The highest tier domestic football competition in Victoria for women is known for sponsorship reasons as the PS4 Women's National Premier League. This was the second season of the NPL Women's format. The 10 teams (including newly promoted South Melbourne), played each other 3 times for a total of 27 games.

| Pos | Team | Pld | W | D | L | GF | GA | GD | Pts | Qualification or relegation |
| 1 | South Melbourne (C) | 27 | 21 | 4 | 2 | 97 | 33 | +64 | 67 | Finals series |
| 2 | Calder United | 27 | 21 | 2 | 4 | 81 | 21 | +60 | 65 |
| 3 | Greater Geelong Galaxy | 27 | 16 | 6 | 5 | 70 | 36 | +34 | 54 |
| 4 | Alamein FC | 27 | 14 | 4 | 9 | 48 | 37 | +11 | 46 |
| 5 | Southern United | 27 | 13 | 3 | 11 | 42 | 42 | 0 | 42 |  |
| 6 | Bulleen Lions | 27 | 9 | 6 | 12 | 45 | 50 | −5 | 33 |
| 7 | Box Hill United | 27 | 7 | 6 | 14 | 34 | 46 | −12 | 27 |
| 8 | Victorian Women's NTC | 27 | 5 | 3 | 19 | 39 | 99 | −60 | 18 |
| 9 | Bayside United | 27 | 4 | 4 | 19 | 21 | 79 | −58 | 16 |
| 10 | Heidelberg United | 27 | 3 | 6 | 18 | 19 | 53 | −34 | 15 |

===2017 Victorian Regional Leagues===
(For a full list of season honours, see individual Leagues)

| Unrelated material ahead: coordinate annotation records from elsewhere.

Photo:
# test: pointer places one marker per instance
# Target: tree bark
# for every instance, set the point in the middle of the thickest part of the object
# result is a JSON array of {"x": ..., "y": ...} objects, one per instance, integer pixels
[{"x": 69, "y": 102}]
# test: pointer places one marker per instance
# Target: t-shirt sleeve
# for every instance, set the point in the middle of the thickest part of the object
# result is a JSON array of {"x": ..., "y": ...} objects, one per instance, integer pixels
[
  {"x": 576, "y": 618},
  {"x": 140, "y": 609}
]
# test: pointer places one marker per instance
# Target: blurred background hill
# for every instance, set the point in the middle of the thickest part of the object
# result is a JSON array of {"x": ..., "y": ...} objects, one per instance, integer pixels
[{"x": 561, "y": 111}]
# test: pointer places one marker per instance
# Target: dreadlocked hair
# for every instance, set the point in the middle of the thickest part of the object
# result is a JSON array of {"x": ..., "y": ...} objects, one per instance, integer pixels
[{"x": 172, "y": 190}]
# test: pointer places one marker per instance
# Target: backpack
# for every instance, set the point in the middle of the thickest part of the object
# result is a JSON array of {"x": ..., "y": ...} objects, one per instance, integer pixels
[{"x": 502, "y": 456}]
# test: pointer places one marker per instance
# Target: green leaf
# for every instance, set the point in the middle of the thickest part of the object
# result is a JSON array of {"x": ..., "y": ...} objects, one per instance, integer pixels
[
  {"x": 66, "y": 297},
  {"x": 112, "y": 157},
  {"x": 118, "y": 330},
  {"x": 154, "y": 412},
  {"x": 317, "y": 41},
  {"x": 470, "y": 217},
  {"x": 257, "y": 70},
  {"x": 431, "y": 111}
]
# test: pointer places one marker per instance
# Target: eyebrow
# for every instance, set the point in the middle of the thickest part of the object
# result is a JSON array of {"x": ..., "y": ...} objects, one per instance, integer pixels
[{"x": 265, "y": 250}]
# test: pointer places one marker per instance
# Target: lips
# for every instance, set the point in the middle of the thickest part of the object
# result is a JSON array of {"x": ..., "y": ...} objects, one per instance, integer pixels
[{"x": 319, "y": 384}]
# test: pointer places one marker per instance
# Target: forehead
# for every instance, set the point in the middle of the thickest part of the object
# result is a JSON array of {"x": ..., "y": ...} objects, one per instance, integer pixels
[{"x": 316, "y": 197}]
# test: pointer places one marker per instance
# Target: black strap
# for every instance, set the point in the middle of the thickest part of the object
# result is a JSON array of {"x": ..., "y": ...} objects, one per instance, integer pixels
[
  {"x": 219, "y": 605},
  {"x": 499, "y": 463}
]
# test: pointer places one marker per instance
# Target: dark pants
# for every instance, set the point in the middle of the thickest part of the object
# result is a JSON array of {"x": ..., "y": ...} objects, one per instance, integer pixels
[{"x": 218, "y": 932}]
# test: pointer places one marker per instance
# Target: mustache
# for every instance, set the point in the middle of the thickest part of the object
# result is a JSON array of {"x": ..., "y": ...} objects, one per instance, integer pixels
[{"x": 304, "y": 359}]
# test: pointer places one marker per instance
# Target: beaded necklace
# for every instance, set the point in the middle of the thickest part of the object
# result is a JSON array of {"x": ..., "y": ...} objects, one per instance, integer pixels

| League/Association FootballFedVic.com.au/football-other | League 2017 | League Cup 2017 |
|---|---|---|
| Albury Wodonga Football Association | Myrtleford Savoy | AWFA Cup (Final Series) Myrtleford Savoy |
| Ballarat & District Soccer Association | Sebastopol Vikings SC | ? |
| Bendigo Amateur Soccer League | Eaglehawk SC | ? |
| Football Federation Victoria Geelong Region | Barwon SC Red | Geelong Community Soccer Cup Corio SC |
| Gippsland Soccer League | Phillip Island SC | ? |
| Goulburn North East Football Association | ? | ? |
| Moama-Echuca Soccer Association | ? | ? |
| Football Federation Victoria Sunraysia | ? | ? |
| Swan Hill Soccer League | ? | ? |
| Warrnambool & District Soccer League | Warrnambool Wolves | Warrnambool Rangers |

==Cup Competitions==

===2017 Dockerty Cup===

Football Victoria soccer clubs competed in 2017 for the Dockerty Cup. The tournament doubled as the Victorian qualifiers for the 2017 FFA Cup, with the top four clubs progressing to the Round of 32. A total of 217 clubs entered the qualifying phase, with the clubs entering in a staggered format.

The Cup was won by Heidelberg United.

In addition to the two A-League clubs (Melbourne Victory and Melbourne City), the four semi-finalists (Bentleigh Greens, Heidelberg United, Hume City and South Melbourne) competed in the final rounds of the 2017 FFA Cup.